A lot of the negativity VCs are feeling from entrepreneurs roots in the misunderstanding of why VCs keep telling entrepreneurs to grow really big and hence seem to be pushing for more and more, making them appear like slave drivers.

VCs also serve someone else
Even though there are many VCs who might make you feel that it’s their personal money they put into your startup (which, in all honesty, is usually partly true), it’s usually coming from a fund. Funds are composed of smaller sums of money contributed by wealthy individuals and/or institutions. These people/organizations usually get to know in which companies their money went but they care only about the return their money in the fund makes. In order to make the investor happy, a VC needs to generate quite an excessive amount of money over the lifetime of the fund (usually something between 5 to 7 years). And since the failure rate of each individual startup is very high, a VC pushes for everyone to make the most and compensate for the failure of the others.

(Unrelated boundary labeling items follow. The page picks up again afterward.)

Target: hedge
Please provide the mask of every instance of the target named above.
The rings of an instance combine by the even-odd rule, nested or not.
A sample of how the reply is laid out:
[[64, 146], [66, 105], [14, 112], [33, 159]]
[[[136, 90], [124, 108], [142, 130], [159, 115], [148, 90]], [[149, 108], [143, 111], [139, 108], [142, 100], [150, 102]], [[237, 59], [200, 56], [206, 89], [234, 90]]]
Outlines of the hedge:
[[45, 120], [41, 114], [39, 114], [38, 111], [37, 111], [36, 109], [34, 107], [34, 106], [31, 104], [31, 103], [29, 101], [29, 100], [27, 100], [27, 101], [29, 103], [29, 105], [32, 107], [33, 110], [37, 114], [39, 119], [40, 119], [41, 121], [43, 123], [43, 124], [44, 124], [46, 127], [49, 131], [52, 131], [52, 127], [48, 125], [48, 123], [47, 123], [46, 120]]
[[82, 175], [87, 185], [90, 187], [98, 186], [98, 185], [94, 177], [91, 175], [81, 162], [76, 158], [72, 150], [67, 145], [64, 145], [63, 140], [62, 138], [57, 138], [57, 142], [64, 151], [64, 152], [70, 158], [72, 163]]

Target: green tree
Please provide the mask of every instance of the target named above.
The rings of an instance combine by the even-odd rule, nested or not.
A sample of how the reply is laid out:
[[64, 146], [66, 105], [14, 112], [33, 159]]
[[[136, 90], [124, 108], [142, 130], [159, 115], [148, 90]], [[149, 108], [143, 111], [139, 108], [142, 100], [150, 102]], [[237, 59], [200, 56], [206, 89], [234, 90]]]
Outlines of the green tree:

It’s unsustainable to remain small
Many people think that it’s ok to have a business that is generating enough money to provide a living for oneself and maybe a family. While this model might still work in some areas, it is usually not true in today’s hyper-competitive internet market. With radical shifts happening every couple of years, a business can easily be leapfrogged and killed by competition every second. Hence, it is hard to make a point that you can provide a sustainable living for yourself for long with a small business in a niche.

The solution: grow!
So, the answer to this problem is growth. There’s always four ways to grow according to Ansoff:

As you may understand immediately, defending  a competitive edge is something very hard to achieve for a small startup with a small customer base in the long run. Diversification can increase complexity and might create other problems (organizational, economies of scale, burn rate) at smaller companies as well. So, there is basically only one of two ways: straight up or straight right, penetrating more markets with your product or expanding in your current market with new products. And this is exactly what large enterprises are seeing: small competitors that are in a niche they have not conquered before and which are cheaper to acquire than to running the risk of failing themselves pursuing the same users.

No matter which path you choose, it will always feel like an uphill battle no matter the size or age of your company. The chances of losing connection to your target market are increasing the larger you grow because of the complexity you add with more products or more people to manage. But this is exactly why startups will always have a chance in today’s market. And this is exactly why there is still a huge supply of capital from venture capitalists to this industry.